While companies have been accused by some of Reddit’s own users of astroturfing campaigns (i.e., making advertisements appear as though they are organic), Angerami tells The Media Leader that, while theoretically possible, it’s very difficult to game Reddit’s popularity ranking system in such a way, as there’s “millions upon millions of users on the platform that all have a say in what content you’re seeing”.

Brand suitability

Angerami says that Reddit’s pool of users has grown to encompass a wider demographic than the male-heavy population it was once known for, telling The Media Leader that “we’re much more evenly split now between male and female”, and that the company has taken steps toward internationalization in recent years to further grow its reach.

While Reddit would not release internal granular demographic data to The Media Leader to confirm Angerami’s claims, Statista reports that a 47.1% plurality of Reddit users still come from the US, with the UK containing its second-largest userbase (7.5%) in terms of desktop traffic.

Angerami called the recent progress in building out local international communities that discuss regional-specific topics in their non-English language countries “astounding”, and an opportunity for brands to further tailor and expand their consumer bases.
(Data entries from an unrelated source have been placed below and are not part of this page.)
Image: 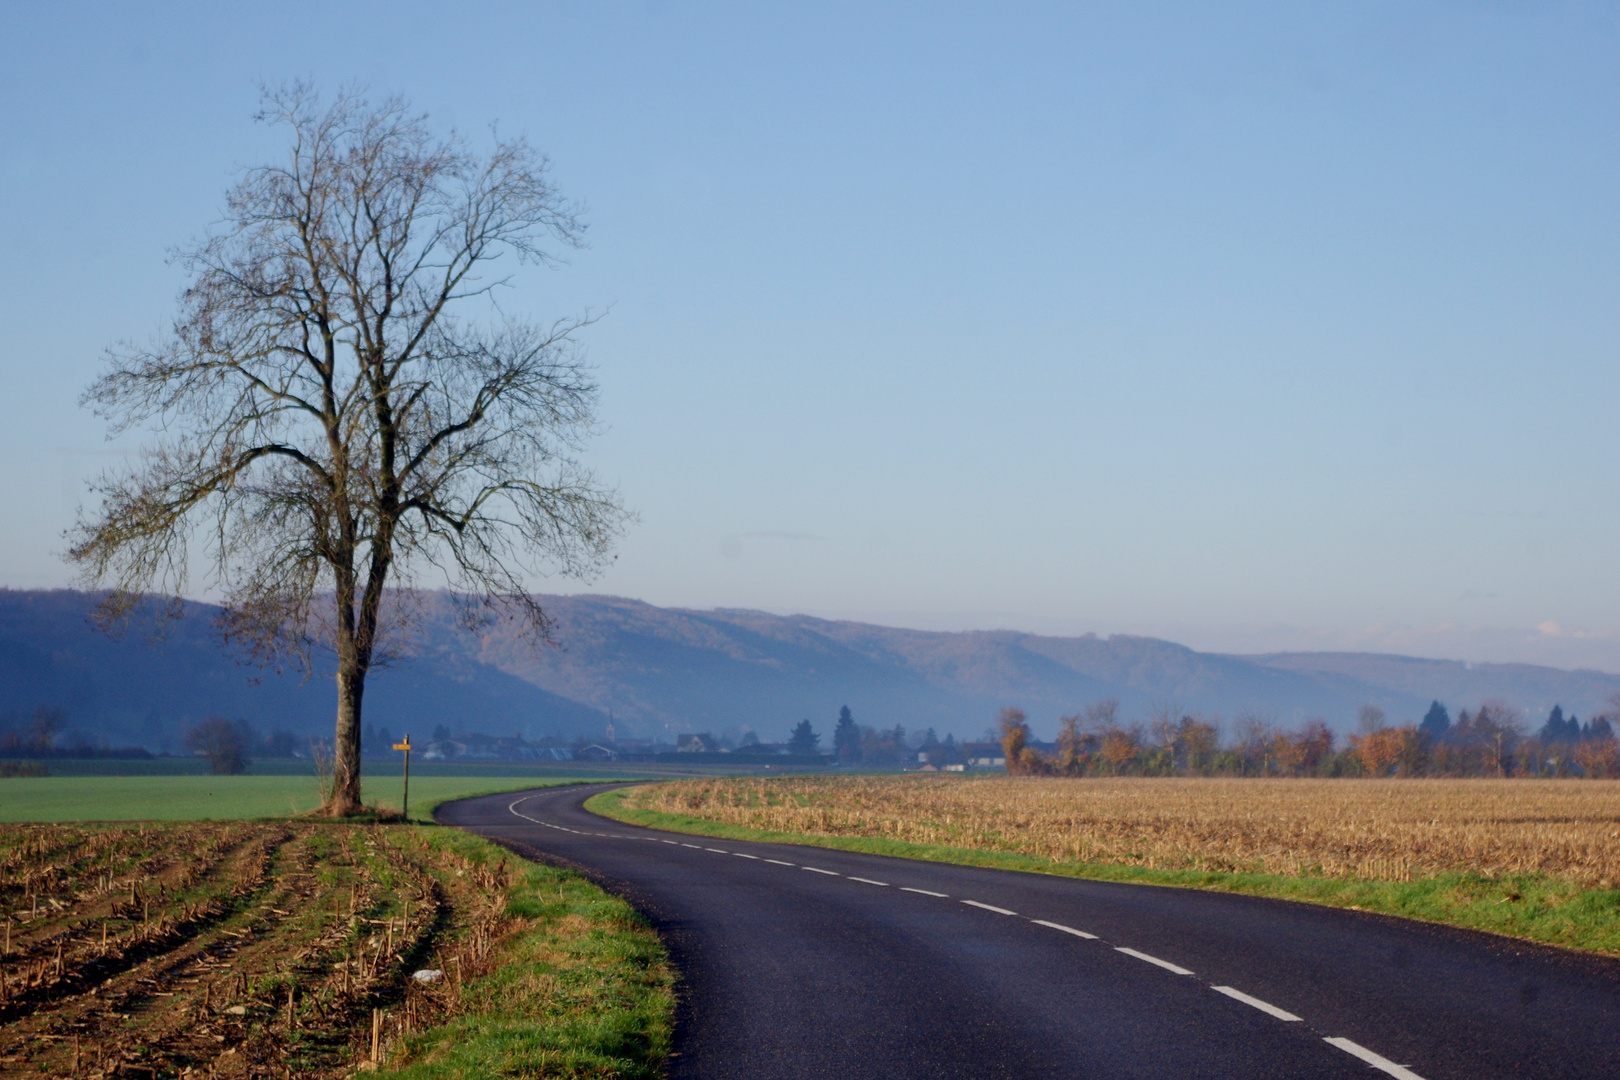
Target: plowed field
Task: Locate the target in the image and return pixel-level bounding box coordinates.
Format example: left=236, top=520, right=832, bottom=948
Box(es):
left=0, top=822, right=518, bottom=1078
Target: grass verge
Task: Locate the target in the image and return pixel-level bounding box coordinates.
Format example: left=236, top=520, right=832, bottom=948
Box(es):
left=587, top=788, right=1620, bottom=957
left=373, top=826, right=673, bottom=1079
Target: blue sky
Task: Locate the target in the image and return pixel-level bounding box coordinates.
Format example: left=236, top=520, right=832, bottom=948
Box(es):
left=3, top=2, right=1619, bottom=668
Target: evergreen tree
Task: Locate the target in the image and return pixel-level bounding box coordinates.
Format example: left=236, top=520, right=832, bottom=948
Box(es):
left=1419, top=701, right=1451, bottom=740
left=1583, top=716, right=1614, bottom=741
left=832, top=705, right=861, bottom=764
left=788, top=718, right=821, bottom=755
left=1540, top=704, right=1564, bottom=741
left=1539, top=705, right=1577, bottom=744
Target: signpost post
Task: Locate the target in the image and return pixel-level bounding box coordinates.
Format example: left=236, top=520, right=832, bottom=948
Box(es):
left=393, top=736, right=412, bottom=821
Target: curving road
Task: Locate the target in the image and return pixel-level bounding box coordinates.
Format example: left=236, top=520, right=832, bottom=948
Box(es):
left=438, top=784, right=1620, bottom=1080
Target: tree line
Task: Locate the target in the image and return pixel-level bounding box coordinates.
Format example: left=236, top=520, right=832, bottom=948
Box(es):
left=770, top=708, right=967, bottom=766
left=996, top=698, right=1620, bottom=779
left=822, top=706, right=965, bottom=766
left=0, top=707, right=151, bottom=760
left=0, top=708, right=305, bottom=773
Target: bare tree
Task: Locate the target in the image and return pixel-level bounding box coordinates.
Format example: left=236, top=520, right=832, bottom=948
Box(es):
left=1177, top=715, right=1221, bottom=775
left=1233, top=711, right=1275, bottom=775
left=1295, top=718, right=1335, bottom=775
left=1472, top=700, right=1523, bottom=777
left=1054, top=712, right=1084, bottom=775
left=26, top=707, right=67, bottom=751
left=1356, top=704, right=1387, bottom=735
left=1146, top=701, right=1181, bottom=756
left=1081, top=699, right=1120, bottom=732
left=186, top=718, right=251, bottom=775
left=68, top=85, right=627, bottom=814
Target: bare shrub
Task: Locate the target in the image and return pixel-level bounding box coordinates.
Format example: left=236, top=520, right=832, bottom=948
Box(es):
left=184, top=718, right=250, bottom=775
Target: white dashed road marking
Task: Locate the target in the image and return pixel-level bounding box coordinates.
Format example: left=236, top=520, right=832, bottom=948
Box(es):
left=1030, top=919, right=1098, bottom=940
left=961, top=900, right=1018, bottom=916
left=504, top=795, right=1429, bottom=1080
left=1211, top=985, right=1302, bottom=1022
left=1324, top=1038, right=1427, bottom=1079
left=1115, top=948, right=1194, bottom=976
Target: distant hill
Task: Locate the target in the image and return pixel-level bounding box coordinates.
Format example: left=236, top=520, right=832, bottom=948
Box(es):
left=1241, top=651, right=1620, bottom=726
left=0, top=590, right=607, bottom=753
left=3, top=589, right=1618, bottom=748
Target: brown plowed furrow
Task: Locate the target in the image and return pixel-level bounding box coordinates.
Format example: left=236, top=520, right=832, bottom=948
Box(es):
left=0, top=822, right=487, bottom=1080
left=1, top=824, right=250, bottom=959
left=0, top=827, right=285, bottom=1026
left=252, top=829, right=450, bottom=1072
left=4, top=828, right=331, bottom=1079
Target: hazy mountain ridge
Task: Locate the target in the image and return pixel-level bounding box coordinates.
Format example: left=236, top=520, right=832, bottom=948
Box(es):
left=4, top=589, right=1619, bottom=747
left=0, top=590, right=608, bottom=752
left=1243, top=652, right=1620, bottom=722
left=366, top=595, right=1620, bottom=736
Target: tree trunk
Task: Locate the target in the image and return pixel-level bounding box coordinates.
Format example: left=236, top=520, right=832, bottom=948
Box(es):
left=328, top=659, right=365, bottom=815
left=324, top=535, right=386, bottom=817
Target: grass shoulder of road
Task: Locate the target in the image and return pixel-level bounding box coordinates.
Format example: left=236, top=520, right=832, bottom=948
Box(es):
left=375, top=826, right=673, bottom=1080
left=0, top=774, right=624, bottom=822
left=587, top=788, right=1620, bottom=958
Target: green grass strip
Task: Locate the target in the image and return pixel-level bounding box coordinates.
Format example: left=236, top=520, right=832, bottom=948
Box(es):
left=0, top=775, right=619, bottom=823
left=375, top=827, right=673, bottom=1079
left=587, top=789, right=1620, bottom=958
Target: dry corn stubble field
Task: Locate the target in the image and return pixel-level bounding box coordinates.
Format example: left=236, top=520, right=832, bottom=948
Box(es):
left=0, top=821, right=525, bottom=1079
left=622, top=775, right=1620, bottom=885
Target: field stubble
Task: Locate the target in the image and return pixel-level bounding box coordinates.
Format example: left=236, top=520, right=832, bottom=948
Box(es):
left=623, top=775, right=1620, bottom=885
left=0, top=820, right=614, bottom=1078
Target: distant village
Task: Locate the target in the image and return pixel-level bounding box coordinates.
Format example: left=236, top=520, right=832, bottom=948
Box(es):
left=0, top=704, right=1008, bottom=772
left=357, top=712, right=1007, bottom=770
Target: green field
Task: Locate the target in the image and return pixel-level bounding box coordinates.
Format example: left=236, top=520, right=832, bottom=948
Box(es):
left=0, top=773, right=603, bottom=823
left=7, top=756, right=661, bottom=778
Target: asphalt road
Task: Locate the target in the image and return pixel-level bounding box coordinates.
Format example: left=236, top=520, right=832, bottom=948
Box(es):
left=438, top=784, right=1620, bottom=1080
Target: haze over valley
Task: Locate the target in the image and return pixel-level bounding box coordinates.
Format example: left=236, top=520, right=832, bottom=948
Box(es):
left=6, top=589, right=1616, bottom=751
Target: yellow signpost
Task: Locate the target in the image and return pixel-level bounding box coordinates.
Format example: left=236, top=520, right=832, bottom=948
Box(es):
left=393, top=736, right=412, bottom=821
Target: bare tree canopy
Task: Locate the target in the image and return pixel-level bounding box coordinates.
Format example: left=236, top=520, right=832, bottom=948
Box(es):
left=68, top=84, right=628, bottom=814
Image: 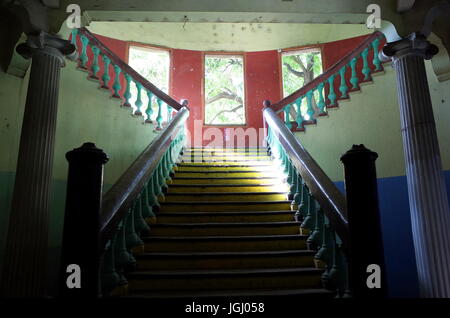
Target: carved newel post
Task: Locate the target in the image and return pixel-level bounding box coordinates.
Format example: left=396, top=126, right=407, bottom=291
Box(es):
left=0, top=32, right=75, bottom=297
left=382, top=32, right=450, bottom=298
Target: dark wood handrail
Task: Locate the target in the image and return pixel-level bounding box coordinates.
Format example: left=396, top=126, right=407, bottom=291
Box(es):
left=78, top=27, right=184, bottom=111
left=99, top=106, right=189, bottom=250
left=263, top=105, right=350, bottom=249
left=270, top=31, right=383, bottom=113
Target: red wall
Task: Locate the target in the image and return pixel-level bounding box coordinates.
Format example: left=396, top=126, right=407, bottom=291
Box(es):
left=74, top=32, right=373, bottom=146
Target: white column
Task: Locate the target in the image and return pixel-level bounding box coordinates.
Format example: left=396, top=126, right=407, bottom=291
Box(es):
left=383, top=32, right=450, bottom=298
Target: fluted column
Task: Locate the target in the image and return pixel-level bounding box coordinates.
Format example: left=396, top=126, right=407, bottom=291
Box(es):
left=0, top=32, right=75, bottom=297
left=383, top=33, right=450, bottom=298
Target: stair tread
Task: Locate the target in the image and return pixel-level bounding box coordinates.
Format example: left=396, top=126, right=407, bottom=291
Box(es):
left=144, top=234, right=308, bottom=241
left=164, top=191, right=287, bottom=195
left=172, top=176, right=279, bottom=179
left=135, top=249, right=315, bottom=258
left=160, top=200, right=292, bottom=205
left=157, top=210, right=295, bottom=216
left=127, top=267, right=322, bottom=277
left=169, top=184, right=280, bottom=187
left=125, top=288, right=333, bottom=298
left=151, top=221, right=300, bottom=227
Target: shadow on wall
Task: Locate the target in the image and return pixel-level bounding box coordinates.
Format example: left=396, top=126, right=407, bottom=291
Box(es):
left=335, top=171, right=450, bottom=298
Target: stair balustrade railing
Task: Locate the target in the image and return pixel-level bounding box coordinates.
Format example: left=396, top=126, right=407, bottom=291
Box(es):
left=58, top=27, right=190, bottom=297
left=271, top=31, right=386, bottom=132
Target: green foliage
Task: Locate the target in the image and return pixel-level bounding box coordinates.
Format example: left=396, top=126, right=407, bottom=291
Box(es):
left=128, top=46, right=170, bottom=120
left=204, top=56, right=245, bottom=125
Reddit’s large and purportedly more diverse pool of communities does mean that not all brands will want to be associated with some, if not even most subreddits. Angerami pointed out that there are “controls that we’ve always had in place” where advertisers can pick and choose in which subreddits they want their ads to run, or whether they are okay with doing a campaign across a broad range of communities. The company rolled out inventory types in 2020 that allows them to more granularly control such brand safety solutions.

But for Angerami, his concern is less about “brand safety” as it is with “brand suitability”. That is, just because Reddit has “content for everything that is on the internet”, does not mean that advertisers should use everything at their disposal.

He poses questions to his clients such as: are you using the right vernacular? Are you in the right subreddit (there can be a dozen flavors of the same type of sub, which one is the right one for you)? How do you want your brand to appear? Do you want to really lean into community? Do you want to also organically post?

Reddit’s in-house creative services team, KarmaLab, provides further support, with Angerami describing their work as often making sure ads don’t come across as “how do you do, fellow kids-y”, by maintaining brand messaging while also “recogniz[ing] the room that you’re in”.

No longer just the front page of the internet, the site is a veritable apartment block of unique rooms; marketers need proceed with creativity and healthy caution to succeed.